Nike pulled Fourth of July sneakers from stores because they had a “Betsy Ross Flag” that some people view as offensive, pulling the sports apparel maker once again into America’s culture wars.


In this Sept. 5, 2018, file photo, a large billboard stands on top of a Nike store showing former San Francisco 49ers quarterback Colin Kaepernick, at Union Square in San Francisco. Nike is pulling a flag-themed tennis shoe after Kaepernick complained to the shoemaker, according to the Wall Street Journal. AP Photo/Eric Risberg, File

Former NFL quarterback Colin Kaepernick was among the people who asked Nike to remove the shoe, according to the Wall Street Journal. The Air Max 1 USA was intended as a celebration of U.S. Independence Day, with a flag that featured 13 white stars in a circle on the heel.

The design was created during the Revolution and is often called the Betsy Ross Flag. Some far-right groups have claimed the flag as a symbol of their cause, and it has also been criticized as evocative of an era when slavery was still predominant in the U.S.

“Nike has chosen not to release the Air Max 1 Quick Strike Fourth of July as it featured an old version of the American flag,” said Mark Rhodes, a spokesman for the company, in an email Monday.

It’s the second time in two weeks that company has had to pull shoes out of political concerns. Last week, Nike withdrew from China a line of limited edition shoes after the Japanese designer behind them posted in support of the Hong Kong protests against a proposed extradition bill.

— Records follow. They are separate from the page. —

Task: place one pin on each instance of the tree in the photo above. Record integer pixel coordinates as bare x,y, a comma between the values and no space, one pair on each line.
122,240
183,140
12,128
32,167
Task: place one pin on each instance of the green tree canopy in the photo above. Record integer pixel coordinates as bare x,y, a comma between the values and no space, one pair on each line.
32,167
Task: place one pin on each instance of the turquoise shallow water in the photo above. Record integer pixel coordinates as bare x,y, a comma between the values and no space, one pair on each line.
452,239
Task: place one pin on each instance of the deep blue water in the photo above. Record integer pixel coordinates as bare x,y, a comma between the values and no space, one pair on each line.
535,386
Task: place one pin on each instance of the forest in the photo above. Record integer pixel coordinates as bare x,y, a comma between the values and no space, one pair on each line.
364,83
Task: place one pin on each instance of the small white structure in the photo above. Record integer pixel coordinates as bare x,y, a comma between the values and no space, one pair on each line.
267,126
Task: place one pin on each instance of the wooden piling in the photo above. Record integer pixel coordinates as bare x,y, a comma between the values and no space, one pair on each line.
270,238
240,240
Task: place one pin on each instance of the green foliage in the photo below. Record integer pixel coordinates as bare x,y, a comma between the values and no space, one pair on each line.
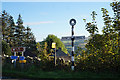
91,27
52,38
5,48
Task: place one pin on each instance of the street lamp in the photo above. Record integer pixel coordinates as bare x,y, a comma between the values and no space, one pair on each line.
72,23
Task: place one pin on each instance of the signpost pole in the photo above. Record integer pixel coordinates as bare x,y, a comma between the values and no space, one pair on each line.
72,23
55,55
22,64
54,46
14,59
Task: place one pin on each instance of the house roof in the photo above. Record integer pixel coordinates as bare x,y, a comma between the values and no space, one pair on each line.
59,52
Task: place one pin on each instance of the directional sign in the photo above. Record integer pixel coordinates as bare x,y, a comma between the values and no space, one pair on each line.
22,61
21,57
14,57
53,45
18,49
51,55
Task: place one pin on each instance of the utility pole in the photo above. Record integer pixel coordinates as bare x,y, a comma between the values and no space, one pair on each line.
72,23
118,24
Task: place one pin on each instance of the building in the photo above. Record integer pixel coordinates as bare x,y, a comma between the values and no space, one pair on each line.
79,41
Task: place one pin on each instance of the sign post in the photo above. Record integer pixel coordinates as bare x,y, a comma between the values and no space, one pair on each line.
54,46
21,58
72,23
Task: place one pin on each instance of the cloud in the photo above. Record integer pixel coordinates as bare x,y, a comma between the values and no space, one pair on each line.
57,0
38,23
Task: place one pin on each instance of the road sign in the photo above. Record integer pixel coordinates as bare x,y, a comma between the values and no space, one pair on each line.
53,45
22,61
21,57
18,49
14,57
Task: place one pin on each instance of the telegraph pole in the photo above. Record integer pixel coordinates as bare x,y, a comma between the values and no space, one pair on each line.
72,23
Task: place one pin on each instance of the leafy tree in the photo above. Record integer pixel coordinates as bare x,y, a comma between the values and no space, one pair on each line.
5,48
4,23
20,32
91,26
11,31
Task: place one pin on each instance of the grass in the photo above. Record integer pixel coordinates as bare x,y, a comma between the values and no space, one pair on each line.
56,74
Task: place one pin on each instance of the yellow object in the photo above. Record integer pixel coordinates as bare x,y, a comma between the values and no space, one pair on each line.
53,45
22,61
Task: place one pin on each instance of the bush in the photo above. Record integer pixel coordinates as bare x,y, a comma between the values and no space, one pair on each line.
5,48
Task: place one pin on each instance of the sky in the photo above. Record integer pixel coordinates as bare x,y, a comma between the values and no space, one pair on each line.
46,18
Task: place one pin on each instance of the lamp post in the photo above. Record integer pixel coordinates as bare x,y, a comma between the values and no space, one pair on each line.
72,23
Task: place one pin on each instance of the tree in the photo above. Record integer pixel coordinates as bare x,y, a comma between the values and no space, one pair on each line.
20,32
91,27
52,38
11,31
4,23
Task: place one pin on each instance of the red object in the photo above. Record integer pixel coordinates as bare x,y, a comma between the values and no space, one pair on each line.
18,49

Nike has asked merchants to return the shoes without saying why, the Journal reported, citing people it didn’t identify. The shoes aren’t available through the company’s apps or websites, the newspaper said.

Kaepernick, who endorses Nike products, contacted the company after the shoes were posted online, saying the flag is an offensive symbol because of its connection to an era of slavery, the newspaper said.

The former 49ers quarterback hasn’t played since 2016, when he began kneeling during the national anthem to protest racial inequality. Last year, Nike made Kaepernick the face of an advertising campaign while he was engaged in a dispute with the league. Nike last week reported quarterly sales rose 4% to $10.2 billion.

With assistance from Bloomberg’s Eben Novy-Williams and Rachel Chang.